Stepping on a piece of glass is a common injury, often occurring when walking barefoot. Even small shards can puncture the skin and lodge in the underlying soft tissues. The consequences of a retained fragment can range from acute localized issues to chronic, long-term medical problems if it is not completely removed.
Acute Symptoms and Infection Risk
The body’s immediate response to a retained piece of glass is to initiate an inflammatory process at the injury site. This reaction is characterized by localized pain, tenderness, and discomfort, especially when pressure is applied. Within the first few days, classic signs of inflammation may appear, including redness, swelling, and warmth around the puncture wound.
The foot is susceptible to contamination because it is constantly exposed to the environment. A retained foreign body, such as glass, can introduce bacteria deep into the tissue, significantly increasing the risk of infection. If an infection develops, acute symptoms intensify, sometimes resulting in the formation of pus or drainage from the wound. Persistent or worsening pain and swelling, often accompanied by a feeling of heat, require medical attention.

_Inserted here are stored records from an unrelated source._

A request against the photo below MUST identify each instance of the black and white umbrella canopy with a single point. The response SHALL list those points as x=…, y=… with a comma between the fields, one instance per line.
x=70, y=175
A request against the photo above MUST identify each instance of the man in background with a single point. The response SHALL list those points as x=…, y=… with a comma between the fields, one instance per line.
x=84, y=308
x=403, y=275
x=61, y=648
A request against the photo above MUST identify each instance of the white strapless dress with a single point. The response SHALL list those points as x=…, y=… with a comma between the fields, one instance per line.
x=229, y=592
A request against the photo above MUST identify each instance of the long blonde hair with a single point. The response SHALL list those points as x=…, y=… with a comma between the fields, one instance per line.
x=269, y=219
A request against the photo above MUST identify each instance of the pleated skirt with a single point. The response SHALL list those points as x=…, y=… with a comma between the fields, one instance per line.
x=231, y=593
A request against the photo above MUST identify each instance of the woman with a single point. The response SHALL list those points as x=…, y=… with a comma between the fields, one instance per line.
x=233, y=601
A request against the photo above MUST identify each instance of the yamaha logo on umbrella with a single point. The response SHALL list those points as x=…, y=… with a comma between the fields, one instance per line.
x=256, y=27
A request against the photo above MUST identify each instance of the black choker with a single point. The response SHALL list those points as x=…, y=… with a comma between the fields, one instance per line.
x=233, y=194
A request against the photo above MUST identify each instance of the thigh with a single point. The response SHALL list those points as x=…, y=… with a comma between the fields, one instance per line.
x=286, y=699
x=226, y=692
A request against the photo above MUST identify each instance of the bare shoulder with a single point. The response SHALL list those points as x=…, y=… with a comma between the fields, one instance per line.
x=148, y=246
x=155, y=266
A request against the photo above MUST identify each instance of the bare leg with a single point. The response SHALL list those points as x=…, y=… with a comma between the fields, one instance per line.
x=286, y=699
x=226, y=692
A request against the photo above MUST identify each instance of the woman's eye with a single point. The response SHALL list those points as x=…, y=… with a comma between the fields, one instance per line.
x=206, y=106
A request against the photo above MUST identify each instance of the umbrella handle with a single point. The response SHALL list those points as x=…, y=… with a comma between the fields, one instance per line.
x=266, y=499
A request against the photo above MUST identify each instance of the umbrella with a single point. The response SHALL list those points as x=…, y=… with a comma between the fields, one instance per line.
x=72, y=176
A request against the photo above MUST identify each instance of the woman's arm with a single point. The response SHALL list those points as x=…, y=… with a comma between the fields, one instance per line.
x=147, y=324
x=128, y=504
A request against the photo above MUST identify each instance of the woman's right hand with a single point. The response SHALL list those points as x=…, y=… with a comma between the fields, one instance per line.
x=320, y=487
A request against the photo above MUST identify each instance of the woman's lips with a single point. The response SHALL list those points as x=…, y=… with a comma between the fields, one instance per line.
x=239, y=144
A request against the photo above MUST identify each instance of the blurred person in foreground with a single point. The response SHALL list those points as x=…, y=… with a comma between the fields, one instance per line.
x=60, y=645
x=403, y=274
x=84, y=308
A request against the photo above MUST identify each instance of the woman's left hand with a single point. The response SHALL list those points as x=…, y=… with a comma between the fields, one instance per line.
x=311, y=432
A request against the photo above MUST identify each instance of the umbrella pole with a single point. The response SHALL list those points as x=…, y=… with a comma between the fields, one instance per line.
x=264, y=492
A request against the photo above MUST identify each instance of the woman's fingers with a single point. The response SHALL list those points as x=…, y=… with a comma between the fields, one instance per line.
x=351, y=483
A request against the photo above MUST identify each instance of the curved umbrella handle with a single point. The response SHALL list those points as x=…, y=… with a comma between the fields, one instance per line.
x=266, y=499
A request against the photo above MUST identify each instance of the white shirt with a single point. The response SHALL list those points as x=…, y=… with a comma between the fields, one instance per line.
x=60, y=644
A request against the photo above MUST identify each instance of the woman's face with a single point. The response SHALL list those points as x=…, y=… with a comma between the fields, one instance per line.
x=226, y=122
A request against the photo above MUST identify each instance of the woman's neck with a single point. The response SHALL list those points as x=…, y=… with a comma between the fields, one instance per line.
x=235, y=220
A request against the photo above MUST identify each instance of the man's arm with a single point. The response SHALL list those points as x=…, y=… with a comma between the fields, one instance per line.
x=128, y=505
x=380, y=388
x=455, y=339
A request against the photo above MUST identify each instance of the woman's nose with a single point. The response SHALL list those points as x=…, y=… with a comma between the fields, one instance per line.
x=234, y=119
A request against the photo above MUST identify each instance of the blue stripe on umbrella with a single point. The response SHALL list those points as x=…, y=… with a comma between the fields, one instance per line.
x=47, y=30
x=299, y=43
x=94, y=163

Long-Term Foreign Body Reactions
If a glass fragment remains embedded for weeks or months, the body shifts from an acute inflammatory response to a chronic defensive reaction. Since glass is an inorganic material the body cannot break down, the immune system attempts to isolate the foreign object. This isolation often leads to the formation of a foreign body granuloma—a localized mass of immune cells and fibrous tissue.
While the granuloma walls off the glass, this mass can cause chronic pain, tenderness, and a palpable lump under the skin. Retained fragments in the soft tissue are subject to forces from walking, which can cause them to migrate over time. This migration introduces the risk of damage to adjacent anatomical structures, such as nerves or tendons. Nerve damage can result in chronic numbness, tingling, or persistent pain, while tendon injury may impair the normal function and mobility of the foot.

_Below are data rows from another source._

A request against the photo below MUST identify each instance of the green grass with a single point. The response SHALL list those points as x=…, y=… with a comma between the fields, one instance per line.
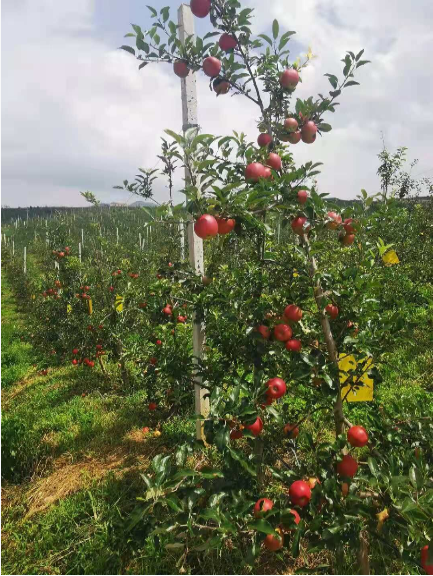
x=53, y=436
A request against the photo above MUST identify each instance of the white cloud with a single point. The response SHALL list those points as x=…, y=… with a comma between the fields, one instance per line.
x=77, y=114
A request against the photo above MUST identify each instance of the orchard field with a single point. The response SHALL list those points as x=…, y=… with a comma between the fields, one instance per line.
x=297, y=436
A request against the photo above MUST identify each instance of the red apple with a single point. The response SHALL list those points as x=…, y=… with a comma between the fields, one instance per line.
x=264, y=331
x=293, y=345
x=264, y=139
x=335, y=221
x=300, y=225
x=290, y=124
x=282, y=332
x=206, y=226
x=428, y=567
x=347, y=239
x=211, y=66
x=220, y=86
x=289, y=78
x=255, y=428
x=294, y=137
x=332, y=310
x=300, y=493
x=302, y=196
x=291, y=430
x=227, y=42
x=180, y=68
x=276, y=388
x=274, y=161
x=293, y=312
x=347, y=466
x=357, y=436
x=308, y=132
x=254, y=171
x=225, y=225
x=273, y=543
x=200, y=8
x=261, y=506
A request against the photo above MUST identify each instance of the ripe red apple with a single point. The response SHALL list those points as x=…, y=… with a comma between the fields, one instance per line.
x=294, y=345
x=289, y=78
x=349, y=225
x=200, y=8
x=357, y=436
x=291, y=430
x=220, y=86
x=261, y=506
x=227, y=42
x=211, y=66
x=300, y=493
x=290, y=124
x=348, y=239
x=428, y=567
x=206, y=226
x=274, y=161
x=332, y=310
x=254, y=171
x=276, y=388
x=334, y=222
x=294, y=137
x=282, y=332
x=308, y=132
x=347, y=466
x=225, y=225
x=180, y=68
x=302, y=196
x=264, y=139
x=264, y=331
x=256, y=427
x=273, y=543
x=300, y=225
x=293, y=312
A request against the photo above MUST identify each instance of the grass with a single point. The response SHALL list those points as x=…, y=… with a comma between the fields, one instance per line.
x=73, y=452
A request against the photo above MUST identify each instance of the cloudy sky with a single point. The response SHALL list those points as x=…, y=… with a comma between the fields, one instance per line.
x=78, y=115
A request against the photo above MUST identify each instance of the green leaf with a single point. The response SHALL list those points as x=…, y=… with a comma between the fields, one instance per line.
x=266, y=38
x=128, y=49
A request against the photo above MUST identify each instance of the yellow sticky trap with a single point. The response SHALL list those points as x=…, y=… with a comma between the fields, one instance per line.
x=119, y=303
x=363, y=393
x=390, y=258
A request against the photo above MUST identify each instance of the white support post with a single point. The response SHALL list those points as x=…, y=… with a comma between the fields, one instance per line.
x=182, y=240
x=195, y=244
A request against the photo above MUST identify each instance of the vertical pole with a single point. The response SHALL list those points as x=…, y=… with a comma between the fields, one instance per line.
x=195, y=244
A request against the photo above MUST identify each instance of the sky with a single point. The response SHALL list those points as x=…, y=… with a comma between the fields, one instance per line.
x=78, y=115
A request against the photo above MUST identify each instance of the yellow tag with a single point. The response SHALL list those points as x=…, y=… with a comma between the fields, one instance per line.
x=390, y=258
x=119, y=303
x=347, y=367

Medical Assessment and Safe Removal
Self-removal is only appropriate for superficial fragments that are clearly visible and easily accessible. Any deep puncture, persistent symptom, or inability to see the object requires professional medical help. A healthcare provider will conduct a thorough examination and review the tetanus vaccination status, as a puncture wound may necessitate a booster.

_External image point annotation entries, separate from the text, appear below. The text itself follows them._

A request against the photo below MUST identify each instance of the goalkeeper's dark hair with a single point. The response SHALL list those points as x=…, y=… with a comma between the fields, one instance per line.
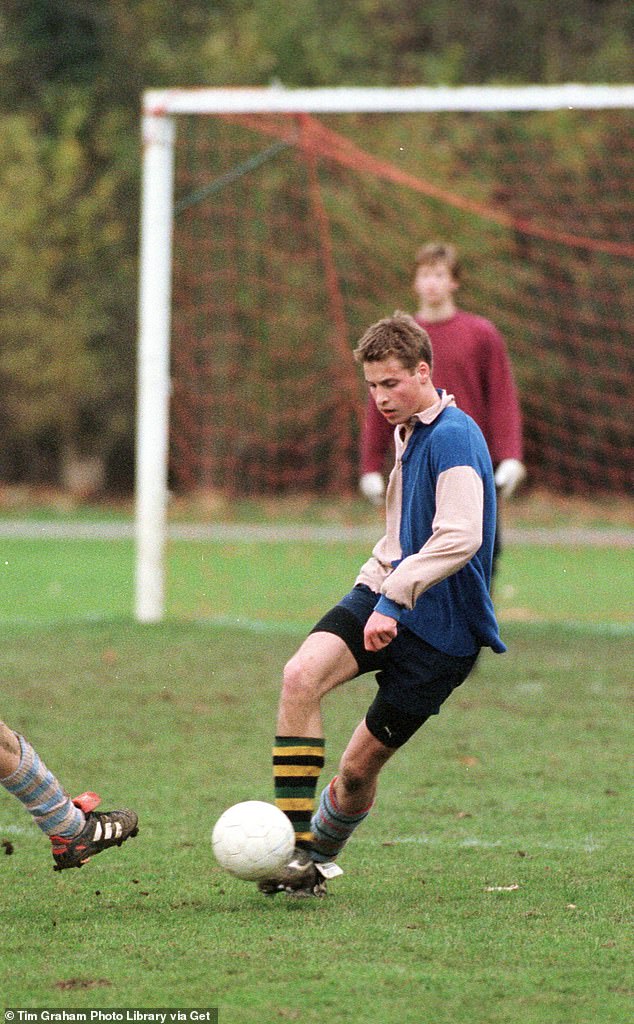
x=439, y=252
x=397, y=336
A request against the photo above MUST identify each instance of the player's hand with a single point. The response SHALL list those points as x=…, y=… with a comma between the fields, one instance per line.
x=372, y=486
x=380, y=630
x=509, y=475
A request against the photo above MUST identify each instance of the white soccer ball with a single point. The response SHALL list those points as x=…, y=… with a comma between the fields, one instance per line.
x=253, y=840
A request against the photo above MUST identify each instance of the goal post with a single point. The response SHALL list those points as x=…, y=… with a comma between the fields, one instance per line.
x=162, y=112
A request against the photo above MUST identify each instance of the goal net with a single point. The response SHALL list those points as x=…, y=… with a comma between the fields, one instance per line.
x=294, y=227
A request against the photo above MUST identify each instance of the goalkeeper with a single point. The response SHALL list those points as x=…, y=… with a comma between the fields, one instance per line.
x=418, y=615
x=470, y=361
x=76, y=830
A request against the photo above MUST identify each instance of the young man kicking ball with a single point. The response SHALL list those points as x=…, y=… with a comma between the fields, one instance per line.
x=76, y=830
x=419, y=612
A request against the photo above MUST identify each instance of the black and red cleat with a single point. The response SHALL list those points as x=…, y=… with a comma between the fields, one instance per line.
x=99, y=833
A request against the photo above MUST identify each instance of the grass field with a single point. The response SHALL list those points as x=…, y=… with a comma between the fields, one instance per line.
x=492, y=884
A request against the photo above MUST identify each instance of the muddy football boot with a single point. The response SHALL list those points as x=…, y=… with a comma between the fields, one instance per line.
x=99, y=833
x=301, y=877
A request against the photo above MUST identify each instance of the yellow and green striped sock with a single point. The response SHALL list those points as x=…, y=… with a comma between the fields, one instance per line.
x=297, y=765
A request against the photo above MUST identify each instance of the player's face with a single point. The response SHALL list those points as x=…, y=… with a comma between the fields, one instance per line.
x=397, y=391
x=434, y=284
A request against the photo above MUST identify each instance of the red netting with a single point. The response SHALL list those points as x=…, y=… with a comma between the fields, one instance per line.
x=293, y=235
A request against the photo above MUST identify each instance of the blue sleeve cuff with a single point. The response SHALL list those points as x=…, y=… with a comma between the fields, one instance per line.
x=388, y=607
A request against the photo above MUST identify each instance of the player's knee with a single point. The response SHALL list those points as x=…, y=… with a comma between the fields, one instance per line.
x=352, y=778
x=298, y=681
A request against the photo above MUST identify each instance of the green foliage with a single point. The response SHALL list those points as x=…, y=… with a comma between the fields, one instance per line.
x=71, y=78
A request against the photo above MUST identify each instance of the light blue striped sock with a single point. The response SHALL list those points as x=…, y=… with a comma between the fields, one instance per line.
x=41, y=794
x=331, y=827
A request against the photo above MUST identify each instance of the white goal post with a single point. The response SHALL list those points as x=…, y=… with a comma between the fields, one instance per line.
x=160, y=111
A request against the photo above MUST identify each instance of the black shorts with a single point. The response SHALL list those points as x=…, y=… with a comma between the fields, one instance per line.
x=414, y=678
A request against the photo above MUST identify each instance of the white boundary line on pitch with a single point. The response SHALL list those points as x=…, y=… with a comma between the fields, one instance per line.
x=587, y=845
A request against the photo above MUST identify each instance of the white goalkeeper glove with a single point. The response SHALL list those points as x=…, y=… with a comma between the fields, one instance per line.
x=372, y=486
x=509, y=475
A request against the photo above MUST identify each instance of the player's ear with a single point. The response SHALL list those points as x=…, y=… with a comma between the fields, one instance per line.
x=423, y=372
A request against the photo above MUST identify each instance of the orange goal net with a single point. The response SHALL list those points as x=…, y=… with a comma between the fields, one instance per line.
x=294, y=231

To locate the fragment, diagnostic imaging is necessary. X-rays are the initial tool of choice because glass is radiopaque, meaning it shows up well, and fragments as small as two millimeters can be detected. If an X-ray is negative but symptoms suggest a retained fragment, an ultrasound is used as a second-line imaging method. Ultrasound is effective for locating smaller, non-radiopaque, or superficially embedded objects, and it provides real-time guidance for precise removal. Professional removal is performed under local anesthesia in a sterile environment. This procedure may involve a minor surgical incision, aided by imaging, to ensure complete extraction and minimize damage to surrounding soft tissues.